Anyways. As soon as I open God's Word I find comfort. Peace. I read those words straight from Jesus, and I'm ok with taking him at His word. I'm ok with admitting my fear. I'm ok with giving it up.

Monday, March 8, 2010

The Perfect Spring Fling

So there I am. Snuggled in my bed...under a mess of blankets. I like layers. I'm half dreaming...because I dream a lot. My head is enjoying a "perfect fluffy pillow" moment. And then, I hear it. It moves through my apartment distinctly. Birds. I can hear them chirping. The songs they like to sing in the morning versus any other time of the day. Personally, I respect birds for that. Because if there was ever a time of day that I normally did not feel like singing (and this is rare) it would be in the morning. It could be because I am not a morning person by any means, and I wouldn't want anyone to get the false impression that I was by singing. Or it could be because I feel like everything should be quiet in the morning. A time of peace. Or maybe it's because I can't seem to sing a single note without a negative fluctuation in my vocal chords in the wee morning hours. Apparently birds do not suffer from morning voice.

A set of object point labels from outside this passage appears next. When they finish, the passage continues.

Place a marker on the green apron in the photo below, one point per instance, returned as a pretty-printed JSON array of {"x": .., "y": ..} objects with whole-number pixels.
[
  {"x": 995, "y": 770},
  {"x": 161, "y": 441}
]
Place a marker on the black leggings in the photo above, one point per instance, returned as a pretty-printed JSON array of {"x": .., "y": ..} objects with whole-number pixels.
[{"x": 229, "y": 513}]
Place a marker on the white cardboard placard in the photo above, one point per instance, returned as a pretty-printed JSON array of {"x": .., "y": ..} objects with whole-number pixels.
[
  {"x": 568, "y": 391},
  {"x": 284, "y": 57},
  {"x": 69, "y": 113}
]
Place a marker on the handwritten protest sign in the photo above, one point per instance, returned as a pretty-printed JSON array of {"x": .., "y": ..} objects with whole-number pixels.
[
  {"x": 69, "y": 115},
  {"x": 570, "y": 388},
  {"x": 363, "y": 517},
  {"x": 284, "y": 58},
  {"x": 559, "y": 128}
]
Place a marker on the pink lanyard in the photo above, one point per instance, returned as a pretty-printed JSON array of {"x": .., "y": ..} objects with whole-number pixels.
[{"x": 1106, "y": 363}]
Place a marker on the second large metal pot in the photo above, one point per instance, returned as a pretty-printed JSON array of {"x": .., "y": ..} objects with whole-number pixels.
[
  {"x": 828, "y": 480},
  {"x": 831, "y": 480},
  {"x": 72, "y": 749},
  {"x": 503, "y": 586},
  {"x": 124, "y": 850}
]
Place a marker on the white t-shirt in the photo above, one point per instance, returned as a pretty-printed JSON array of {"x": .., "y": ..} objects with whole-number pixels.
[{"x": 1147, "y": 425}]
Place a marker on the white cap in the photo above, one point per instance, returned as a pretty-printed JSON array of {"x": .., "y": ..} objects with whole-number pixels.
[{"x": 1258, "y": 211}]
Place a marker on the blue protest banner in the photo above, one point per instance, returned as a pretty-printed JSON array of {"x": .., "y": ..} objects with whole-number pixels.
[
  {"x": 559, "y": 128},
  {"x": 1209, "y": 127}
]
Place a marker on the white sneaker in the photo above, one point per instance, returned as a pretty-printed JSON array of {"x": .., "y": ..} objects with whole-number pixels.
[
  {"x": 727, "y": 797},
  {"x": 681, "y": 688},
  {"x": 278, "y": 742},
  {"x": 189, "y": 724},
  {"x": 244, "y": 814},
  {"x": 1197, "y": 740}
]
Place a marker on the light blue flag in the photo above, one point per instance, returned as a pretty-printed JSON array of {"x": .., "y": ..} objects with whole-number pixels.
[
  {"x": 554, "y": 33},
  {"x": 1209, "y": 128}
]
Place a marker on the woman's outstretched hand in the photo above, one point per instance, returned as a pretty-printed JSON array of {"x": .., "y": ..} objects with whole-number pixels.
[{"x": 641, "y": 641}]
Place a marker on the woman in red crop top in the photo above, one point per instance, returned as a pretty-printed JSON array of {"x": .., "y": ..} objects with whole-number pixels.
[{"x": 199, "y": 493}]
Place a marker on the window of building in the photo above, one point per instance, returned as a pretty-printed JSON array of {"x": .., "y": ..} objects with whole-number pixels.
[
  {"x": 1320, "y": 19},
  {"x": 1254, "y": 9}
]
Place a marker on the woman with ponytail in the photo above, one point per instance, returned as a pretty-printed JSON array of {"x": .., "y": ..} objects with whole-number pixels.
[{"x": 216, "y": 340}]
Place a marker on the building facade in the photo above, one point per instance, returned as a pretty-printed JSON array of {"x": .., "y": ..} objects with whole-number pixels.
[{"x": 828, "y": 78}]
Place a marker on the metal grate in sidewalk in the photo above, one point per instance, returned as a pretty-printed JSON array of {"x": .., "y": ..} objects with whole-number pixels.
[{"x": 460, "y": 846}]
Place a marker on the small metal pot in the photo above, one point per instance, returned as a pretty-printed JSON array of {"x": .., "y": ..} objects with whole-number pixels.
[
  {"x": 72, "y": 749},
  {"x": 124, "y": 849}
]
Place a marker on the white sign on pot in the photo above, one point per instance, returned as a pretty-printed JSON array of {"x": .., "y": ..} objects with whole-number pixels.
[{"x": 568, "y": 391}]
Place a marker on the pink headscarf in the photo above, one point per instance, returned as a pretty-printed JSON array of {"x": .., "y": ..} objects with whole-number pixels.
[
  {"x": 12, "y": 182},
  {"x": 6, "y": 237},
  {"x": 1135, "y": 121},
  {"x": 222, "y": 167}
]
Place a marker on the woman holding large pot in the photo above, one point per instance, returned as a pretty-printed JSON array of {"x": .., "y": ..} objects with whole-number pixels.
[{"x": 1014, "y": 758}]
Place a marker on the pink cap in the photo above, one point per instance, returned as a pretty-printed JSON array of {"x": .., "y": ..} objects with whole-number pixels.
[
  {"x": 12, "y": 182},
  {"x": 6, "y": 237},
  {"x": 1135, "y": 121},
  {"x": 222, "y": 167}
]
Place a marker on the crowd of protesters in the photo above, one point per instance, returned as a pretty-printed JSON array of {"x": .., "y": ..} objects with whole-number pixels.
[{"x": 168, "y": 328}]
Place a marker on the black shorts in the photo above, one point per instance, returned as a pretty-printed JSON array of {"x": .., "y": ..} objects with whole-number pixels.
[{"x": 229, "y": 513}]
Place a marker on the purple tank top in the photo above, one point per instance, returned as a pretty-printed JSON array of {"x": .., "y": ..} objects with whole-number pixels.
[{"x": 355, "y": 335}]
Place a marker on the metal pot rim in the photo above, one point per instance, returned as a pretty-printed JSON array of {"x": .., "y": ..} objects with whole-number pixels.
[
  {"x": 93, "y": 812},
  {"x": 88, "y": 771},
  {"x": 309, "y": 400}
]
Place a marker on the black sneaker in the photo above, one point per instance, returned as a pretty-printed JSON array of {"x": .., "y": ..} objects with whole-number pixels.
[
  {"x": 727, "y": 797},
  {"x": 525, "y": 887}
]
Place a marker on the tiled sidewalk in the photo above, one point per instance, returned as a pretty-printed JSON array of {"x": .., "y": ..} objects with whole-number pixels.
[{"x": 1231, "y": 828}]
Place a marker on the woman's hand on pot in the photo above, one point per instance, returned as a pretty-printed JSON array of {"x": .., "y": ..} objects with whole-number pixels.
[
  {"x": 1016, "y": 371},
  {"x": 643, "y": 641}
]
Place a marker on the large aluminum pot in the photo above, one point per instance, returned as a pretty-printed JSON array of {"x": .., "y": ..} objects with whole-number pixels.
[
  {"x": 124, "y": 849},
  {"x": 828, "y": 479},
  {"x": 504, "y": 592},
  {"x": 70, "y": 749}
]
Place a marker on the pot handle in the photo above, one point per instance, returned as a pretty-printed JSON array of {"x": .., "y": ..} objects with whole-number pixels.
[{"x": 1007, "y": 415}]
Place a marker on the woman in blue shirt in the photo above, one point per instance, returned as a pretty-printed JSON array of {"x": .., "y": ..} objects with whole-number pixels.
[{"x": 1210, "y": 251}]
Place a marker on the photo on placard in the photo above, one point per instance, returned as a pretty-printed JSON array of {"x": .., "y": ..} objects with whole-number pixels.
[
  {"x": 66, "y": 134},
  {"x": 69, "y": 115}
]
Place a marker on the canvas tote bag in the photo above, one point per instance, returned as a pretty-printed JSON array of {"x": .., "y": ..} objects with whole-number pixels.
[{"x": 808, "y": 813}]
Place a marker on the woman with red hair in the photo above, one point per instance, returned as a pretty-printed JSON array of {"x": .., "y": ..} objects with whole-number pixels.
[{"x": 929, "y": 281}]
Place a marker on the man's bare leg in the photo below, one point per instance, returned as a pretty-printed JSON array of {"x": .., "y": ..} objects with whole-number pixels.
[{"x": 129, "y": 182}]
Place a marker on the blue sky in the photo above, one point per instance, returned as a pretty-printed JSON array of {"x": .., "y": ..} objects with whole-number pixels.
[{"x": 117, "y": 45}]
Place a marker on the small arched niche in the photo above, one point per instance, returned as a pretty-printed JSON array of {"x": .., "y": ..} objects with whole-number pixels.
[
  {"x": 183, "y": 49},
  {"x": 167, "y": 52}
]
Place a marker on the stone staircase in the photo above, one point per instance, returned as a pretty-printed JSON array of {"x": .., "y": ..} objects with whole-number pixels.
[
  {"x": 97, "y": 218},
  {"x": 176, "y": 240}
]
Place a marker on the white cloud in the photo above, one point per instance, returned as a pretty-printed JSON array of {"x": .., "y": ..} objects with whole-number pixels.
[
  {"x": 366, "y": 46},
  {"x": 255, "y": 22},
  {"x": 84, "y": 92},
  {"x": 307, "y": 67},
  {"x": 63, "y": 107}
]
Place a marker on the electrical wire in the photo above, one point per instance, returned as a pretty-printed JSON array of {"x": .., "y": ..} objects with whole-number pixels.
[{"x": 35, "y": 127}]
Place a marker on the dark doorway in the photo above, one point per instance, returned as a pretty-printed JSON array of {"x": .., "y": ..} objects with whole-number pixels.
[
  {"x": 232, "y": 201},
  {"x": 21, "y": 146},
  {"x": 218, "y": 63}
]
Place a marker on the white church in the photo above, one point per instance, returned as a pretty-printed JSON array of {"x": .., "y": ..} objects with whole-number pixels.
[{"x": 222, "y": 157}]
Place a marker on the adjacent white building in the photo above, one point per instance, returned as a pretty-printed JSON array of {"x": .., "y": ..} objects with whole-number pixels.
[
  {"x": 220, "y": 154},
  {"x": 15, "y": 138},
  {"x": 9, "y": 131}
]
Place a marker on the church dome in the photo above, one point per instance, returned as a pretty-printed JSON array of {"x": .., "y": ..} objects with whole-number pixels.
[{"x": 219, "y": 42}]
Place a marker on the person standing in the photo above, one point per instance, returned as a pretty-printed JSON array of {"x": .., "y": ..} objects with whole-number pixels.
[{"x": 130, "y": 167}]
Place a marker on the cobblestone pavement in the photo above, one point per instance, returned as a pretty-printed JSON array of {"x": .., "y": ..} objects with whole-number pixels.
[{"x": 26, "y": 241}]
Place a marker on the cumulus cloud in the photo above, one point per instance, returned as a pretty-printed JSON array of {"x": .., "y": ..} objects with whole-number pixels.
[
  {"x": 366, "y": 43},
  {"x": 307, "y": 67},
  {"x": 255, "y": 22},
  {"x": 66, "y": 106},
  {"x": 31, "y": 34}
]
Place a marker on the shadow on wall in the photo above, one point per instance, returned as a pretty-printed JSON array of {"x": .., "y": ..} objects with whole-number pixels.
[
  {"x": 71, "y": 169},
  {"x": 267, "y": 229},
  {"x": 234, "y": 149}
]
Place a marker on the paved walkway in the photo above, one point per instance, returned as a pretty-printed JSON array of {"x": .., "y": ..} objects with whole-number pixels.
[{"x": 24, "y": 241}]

Anyways. I heard it. And that is a sure sign of spring. And call me sentimental, but there are specific things that give me instant warm fuzzies along with a flood of happy memories...and birds singing in the morning do just that. So, while I know this "spring fling" we are having probably will be crushed by at least one more snow fall, today is going to be 50 degrees. And that is lovely.

On days like today I just want to hop into my car and roll the windows down. Put in my favorite CD and just drive down random roads as the sunshine pours in. This driving excursion requires me to put on my favorite sunglasses of course...and I need a beverage by my side. Something about spring makes me want to drink iced coffee. Extra ice.
So, on this almost-spring day I'm wondering what signs of the season make your heart beat sentimentally and you just have to do: . Fill in the blank.